天好黑,黑得不见五指;大地可怕的沉寂着,在无边的黑暗里,呼啸的寒风猛烈的拍打着窗户上用来抵挡寒风侵袭的宣纸,夹杂着清脆的纸张被撕裂的声音;远处传来猫头鹰凄厉的长啸。。。。。。。。
在一所非常气派的大宅院里,一眼就可以发现刚被人残酷的洗劫过,到处都是东倒西歪的板凳,桌椅;书柜被搬倒,满地的书本被从窗户的罅隙里灌进来的风吹得书页乱翻,纸张漫天飞舞;樟木箱全被踢翻,箱盖横七竖八的或躺在地下,或耷拉在墙角。。。。。。。。微弱的煤油灯下,她用瘦弱的肩膀死命的缚着自己的三个孩子,生怕有谁把他们从她身边抢走,因为她刚失去了自己最亲爱的丈夫,那个打算要和自己白头偕老,要爱护她一生一世的丈夫被那些丧失人性和理智的人抓走以后就再也没回来,等回来的却是躺在门板上的冰凉的丈夫,任凭她和两个年幼的孩子如何叫喊,他再也不能回答她们,再也不能对着他们温柔的微笑。。。。。。
他----是黄埔军校第四届毕业生,因为家里就一根独苗,也加上他天性善良胆小,于是毕业以后他选择回到家乡,当过国民党时期的乡长,后来因为感觉到统治当局的黑暗,于是对政治不感兴趣的他选择了当一名教师,最后成为当地很有名气的一所学校的校长,因为他的正直以及他的不贪慕权势的个性,他逐渐被当地人所爱戴,成为当地非常有名望、有威信的开明绅士!
她-----是当地小有名气的一名大美女,被人美谓为当代的“西施”,虽然当时女孩一般不求学,但是家境很好的她还是被父母送进私塾几年,并且被父母严厉管教,于是美丽的她被培养成知书达理,善良温柔的大家闺秀;嫁到这里的她尽心尽力的照顾家人和朋友,从不与任何人争执,对待任何人她都笑脸相待,对待朋友她一直履行着一个宗旨---只许人人负我,不许我负人人。她的温柔,她的贤惠,她的美丽让所有人对她啧啧称赞,她是方圆百里难得的好媳妇,好女人!他和她被誉为最美满的夫妻,他和她是大家公认的好人,全镇的人个个都敬佩他们,爱戴他们!

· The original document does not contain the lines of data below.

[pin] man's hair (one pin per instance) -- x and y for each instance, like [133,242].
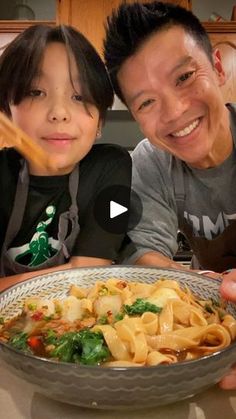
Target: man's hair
[21,60]
[131,25]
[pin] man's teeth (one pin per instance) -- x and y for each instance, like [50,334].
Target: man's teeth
[186,130]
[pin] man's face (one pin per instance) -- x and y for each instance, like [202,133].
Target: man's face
[173,92]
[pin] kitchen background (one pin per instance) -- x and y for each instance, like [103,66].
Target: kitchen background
[120,127]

她怎么也想不明白为什么一夜之间,一切都改变了,那么多的人一夜之间翻脸不认人,突然之间,原来相处和谐的邻居们见自己如同见瘟疫似的避之不及。。。。。。。。。她真的很不明白,自己省吃俭用,靠自己辛苦积累下的资金买了田地,置了家产有什么不对?怎么忽然之间,他们家就成了官僚地主,成了专门欺负穷人的恶霸,她不明白自己什么时候欺负过人?突然之间,自己的家产要充公,自己的田地要上交,连自己的房屋都没有资格使用,难道辛苦持家是错误?难道长辈教给自己的那些全部都是不正确的。。。。。难道好吃懒做,让自己贫穷才是真理?
面对着躺在门板上的丈夫,看着他那双一直没闭上的眼睛,她已经丧失了活下去的勇气。因为她不知道,没有他的日子该如何度过?在一夜之间,只有四十五岁的她头发突然全白了,让原本就很白皙的脸蛋更加的苍白憔悴,“我该怎么办,我该怎么办?” 她真想随他而去,和他在天堂再续前缘。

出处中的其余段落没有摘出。